There’s no eBook version of Take Joy— my favorite way to read books—so I had to order a paperback copy through Amazon.  This made me realize that I expect to receive a book instantly now that eBooks exist.  The added wait was well worth it though. Now I have a paper copy full of penciled underlines to pick up and read anytime I need writing inspiration.

Book Review for: The Coldest Girl in Coldtown

Image- Coldtown

Title: The Coldest Girl in Coldtown

Author: Holly Black

Targeted Age: Young Adult

Genre: Science Fiction/ Fantasy

Rating: 4 stars out of 5

 

Does the world need another young adult vampire novel? After reading, The Coldest Girl in Coldtown, I’m happy to say, yes, we do, if Holly Black is going to write it.

When seventeen-year-old Tana wakes up at a sundown party, she realizes the terrible truth; she and her ex-boyfriend, Aiden, are the only ones to survive a vampire attack and they’ve both probably been scratched or bitten. Tana lives in a world where vampirism is caused by a virus and transmitted by scratches or bites. An infected human can get rid of the virus if the patient doesn’t drink human blood for 88 days, which means being locked up away from other humans. There are whole quarantined cities, called Coldtowns, throughout the country where the infected are sent to live.

Tana understands the danger of this disease and still bares the physical scars from it.  When she was six years old her father locked her mother in the basement, in a misguided attempt to treat his wife at home. Tana watched as her mother went from a caring parent to a manipulative user who would do anything to get a drink of blood.

Rather than risk harming others, Tana decides to take herself, Aiden, and the good-looking mysterious vampire boy chained to the bed, to Coldtown.
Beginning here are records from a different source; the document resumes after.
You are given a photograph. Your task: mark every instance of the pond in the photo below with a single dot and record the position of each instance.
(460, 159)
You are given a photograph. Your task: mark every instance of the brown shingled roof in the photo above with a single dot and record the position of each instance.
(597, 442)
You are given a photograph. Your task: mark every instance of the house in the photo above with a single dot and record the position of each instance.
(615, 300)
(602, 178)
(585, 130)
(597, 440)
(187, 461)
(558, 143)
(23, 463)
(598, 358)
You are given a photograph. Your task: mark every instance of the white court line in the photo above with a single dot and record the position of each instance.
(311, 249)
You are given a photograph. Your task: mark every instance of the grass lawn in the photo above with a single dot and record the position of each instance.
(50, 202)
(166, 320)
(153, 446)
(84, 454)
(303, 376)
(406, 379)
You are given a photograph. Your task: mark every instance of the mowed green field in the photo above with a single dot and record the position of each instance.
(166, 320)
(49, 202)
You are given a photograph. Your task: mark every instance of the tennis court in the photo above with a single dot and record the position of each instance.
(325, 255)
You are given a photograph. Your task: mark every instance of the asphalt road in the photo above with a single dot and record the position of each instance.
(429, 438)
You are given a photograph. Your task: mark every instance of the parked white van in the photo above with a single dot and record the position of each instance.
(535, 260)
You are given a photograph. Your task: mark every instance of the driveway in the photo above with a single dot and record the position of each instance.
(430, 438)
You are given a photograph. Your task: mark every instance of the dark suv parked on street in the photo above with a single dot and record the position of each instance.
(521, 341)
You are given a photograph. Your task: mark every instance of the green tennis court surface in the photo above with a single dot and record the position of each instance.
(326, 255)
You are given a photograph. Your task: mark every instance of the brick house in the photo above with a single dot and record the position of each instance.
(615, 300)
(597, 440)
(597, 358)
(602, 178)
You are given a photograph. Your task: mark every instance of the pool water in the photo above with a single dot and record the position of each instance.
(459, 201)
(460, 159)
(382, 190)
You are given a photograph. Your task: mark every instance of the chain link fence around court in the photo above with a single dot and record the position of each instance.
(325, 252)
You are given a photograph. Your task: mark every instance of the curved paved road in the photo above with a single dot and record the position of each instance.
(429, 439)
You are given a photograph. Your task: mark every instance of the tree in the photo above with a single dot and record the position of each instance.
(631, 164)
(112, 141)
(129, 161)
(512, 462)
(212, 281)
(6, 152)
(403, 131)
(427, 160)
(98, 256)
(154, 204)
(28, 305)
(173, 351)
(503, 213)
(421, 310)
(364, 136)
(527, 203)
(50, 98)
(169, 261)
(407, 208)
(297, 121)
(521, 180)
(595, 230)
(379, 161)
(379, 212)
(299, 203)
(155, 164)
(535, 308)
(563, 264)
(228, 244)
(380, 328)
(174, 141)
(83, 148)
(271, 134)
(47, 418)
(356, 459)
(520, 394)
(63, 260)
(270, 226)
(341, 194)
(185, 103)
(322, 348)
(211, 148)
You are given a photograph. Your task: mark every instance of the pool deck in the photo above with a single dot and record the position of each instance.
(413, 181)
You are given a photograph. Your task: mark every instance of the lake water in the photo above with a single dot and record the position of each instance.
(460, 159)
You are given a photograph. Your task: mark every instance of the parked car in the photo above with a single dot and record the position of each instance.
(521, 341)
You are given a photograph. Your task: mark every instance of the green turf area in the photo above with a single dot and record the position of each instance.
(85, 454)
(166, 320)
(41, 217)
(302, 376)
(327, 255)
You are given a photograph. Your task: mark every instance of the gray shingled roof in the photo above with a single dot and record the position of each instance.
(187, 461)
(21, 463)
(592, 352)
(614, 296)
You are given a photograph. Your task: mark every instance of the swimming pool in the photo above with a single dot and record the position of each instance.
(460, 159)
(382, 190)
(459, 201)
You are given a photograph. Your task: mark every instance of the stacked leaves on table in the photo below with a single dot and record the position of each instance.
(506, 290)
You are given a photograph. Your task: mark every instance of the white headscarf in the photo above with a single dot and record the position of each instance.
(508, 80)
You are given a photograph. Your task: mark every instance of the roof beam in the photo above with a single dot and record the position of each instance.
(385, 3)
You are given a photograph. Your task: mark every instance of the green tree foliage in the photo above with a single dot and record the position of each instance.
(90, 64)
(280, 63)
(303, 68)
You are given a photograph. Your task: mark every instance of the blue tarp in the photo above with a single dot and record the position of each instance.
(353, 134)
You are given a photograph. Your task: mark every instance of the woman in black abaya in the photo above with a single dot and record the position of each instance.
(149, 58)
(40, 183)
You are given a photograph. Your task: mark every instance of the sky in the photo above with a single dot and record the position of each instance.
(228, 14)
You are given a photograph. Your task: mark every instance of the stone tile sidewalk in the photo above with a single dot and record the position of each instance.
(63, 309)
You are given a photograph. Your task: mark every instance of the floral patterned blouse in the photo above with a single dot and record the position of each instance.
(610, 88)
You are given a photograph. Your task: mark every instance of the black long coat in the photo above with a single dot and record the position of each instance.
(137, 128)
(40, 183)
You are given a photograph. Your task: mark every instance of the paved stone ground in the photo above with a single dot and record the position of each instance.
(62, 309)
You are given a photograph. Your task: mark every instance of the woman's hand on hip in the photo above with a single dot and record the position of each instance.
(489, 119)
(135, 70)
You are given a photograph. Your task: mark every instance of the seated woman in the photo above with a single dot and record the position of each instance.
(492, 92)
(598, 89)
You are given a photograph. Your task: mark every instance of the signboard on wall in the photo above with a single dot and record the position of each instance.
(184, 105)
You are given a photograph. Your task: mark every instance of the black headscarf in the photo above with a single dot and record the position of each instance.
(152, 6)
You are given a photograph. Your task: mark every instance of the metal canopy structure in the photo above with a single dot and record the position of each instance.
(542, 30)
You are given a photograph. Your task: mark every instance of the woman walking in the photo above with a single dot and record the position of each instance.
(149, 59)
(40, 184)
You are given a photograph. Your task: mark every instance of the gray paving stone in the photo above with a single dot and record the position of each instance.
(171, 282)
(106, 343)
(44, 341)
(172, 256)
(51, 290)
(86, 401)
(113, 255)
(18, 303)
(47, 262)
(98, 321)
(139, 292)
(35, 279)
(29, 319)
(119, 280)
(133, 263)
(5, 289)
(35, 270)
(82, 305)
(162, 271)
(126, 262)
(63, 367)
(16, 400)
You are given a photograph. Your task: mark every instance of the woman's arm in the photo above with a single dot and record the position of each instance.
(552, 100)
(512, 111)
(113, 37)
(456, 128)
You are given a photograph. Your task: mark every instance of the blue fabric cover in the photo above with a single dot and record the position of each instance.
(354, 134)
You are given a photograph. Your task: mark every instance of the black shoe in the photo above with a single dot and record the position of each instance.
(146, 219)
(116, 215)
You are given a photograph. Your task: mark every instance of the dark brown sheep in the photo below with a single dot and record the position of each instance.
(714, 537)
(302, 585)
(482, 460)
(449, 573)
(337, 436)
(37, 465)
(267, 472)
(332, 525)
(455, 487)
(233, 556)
No one leaves Coldtown but Tana’s pretty sure the vampire she’s going to turn in to to the Coldtown authorities is her key to getting out.

Holly Black takes the vampire mythology and manages to tell it from a fresh gritty angle with the quarantined Coldtowns— part MTV reality show, part cold war Berlin, and part prison. In addition to levelheaded Tana, Black populates the book with colorful characters, like Winter and Midnight, twin bloggers hitchhiking their way to Coldtown to chase their dream of becoming vampires, and Gavriel, the beautiful centuries-old vampire with a secret mission.